Bayesian Optimization of Noisy Log-Likelihoods Evaluated by Particle Filters -- One Parameter Case --
Genshiro Kitagawa
TL;DR
The paper tackles maximizing a noisy log-likelihood estimated by a particle filter, where Monte Carlo variability and non-differentiability hinder conventional optimization. It adopts Bayesian optimization with a Gaussian process surrogate and an iteration-dependent Upper Confidence Bound to locate the maximizer from a limited number of evaluations, incorporating an explicit observation-noise model. Through a one-parameter state-space example and extensive Monte Carlo experiments, it demonstrates robust estimation of both the maximizer and the maximum log-likelihood, aided by a normalization step that stabilizes the surrogate. The findings support using Bayesian optimization for likelihood maximization in settings where gradient-based or exhaustive search methods are impractical, and they establish a practical evaluation framework based on mean-squared error and convergence criteria.
Abstract
Likelihood functions evaluated using particle filters are typically noisy, computationally expensive, and non-differentiable due to Monte Carlo variability. These characteristics make conventional optimization methods difficult to apply directly or potentially unreliable.

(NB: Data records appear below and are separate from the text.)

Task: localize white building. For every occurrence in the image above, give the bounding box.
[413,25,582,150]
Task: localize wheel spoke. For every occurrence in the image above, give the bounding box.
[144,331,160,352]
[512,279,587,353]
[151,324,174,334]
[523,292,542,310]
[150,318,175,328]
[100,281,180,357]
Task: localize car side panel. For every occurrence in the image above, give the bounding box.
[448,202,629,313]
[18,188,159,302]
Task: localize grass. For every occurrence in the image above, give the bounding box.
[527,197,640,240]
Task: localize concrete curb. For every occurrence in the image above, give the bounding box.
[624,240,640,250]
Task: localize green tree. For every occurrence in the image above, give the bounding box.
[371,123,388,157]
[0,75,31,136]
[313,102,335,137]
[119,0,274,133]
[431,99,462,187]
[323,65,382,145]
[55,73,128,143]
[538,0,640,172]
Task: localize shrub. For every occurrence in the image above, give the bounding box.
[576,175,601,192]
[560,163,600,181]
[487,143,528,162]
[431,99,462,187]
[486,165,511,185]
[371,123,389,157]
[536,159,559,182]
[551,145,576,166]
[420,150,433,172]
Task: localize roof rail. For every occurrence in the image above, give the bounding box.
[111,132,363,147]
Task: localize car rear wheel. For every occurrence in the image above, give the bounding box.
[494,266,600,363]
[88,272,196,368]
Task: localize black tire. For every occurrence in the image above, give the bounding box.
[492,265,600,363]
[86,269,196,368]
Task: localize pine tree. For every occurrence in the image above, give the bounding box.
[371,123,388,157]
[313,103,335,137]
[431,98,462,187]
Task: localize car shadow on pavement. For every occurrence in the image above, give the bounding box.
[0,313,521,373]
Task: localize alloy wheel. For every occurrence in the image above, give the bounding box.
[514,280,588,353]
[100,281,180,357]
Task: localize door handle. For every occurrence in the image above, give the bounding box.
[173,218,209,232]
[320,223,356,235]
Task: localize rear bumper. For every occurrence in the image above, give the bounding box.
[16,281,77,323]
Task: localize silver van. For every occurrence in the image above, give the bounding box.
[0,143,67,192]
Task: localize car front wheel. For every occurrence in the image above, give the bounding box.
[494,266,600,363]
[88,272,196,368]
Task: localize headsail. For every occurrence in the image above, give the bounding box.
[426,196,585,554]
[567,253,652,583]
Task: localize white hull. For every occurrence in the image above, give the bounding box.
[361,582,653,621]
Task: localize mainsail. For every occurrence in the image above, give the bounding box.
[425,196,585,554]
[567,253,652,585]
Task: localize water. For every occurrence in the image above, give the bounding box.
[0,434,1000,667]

This paper investigates the use of Bayesian optimization for maximizing log-likelihood functions estimated by particle filters. By modeling the noisy log-likelihood surface with a Gaussian process surrogate and employing an acquisition function that balances exploration and exploitation, the proposed approach identifies the maximizer using a limited number of likelihood evaluations. Through numerical experiments, we demonstrate that Bayesian optimization provides robust and stable estimation in the presence of observation noise. The results suggest that Bayesian optimization is a promising alternative for likelihood maximization problems where exhaustive search or gradient-based methods are impractical. The estimation accuracy is quantitatively assessed using mean squared error metrics by comparison with the exact maximum likelihood solution obtained via the Kalman filter.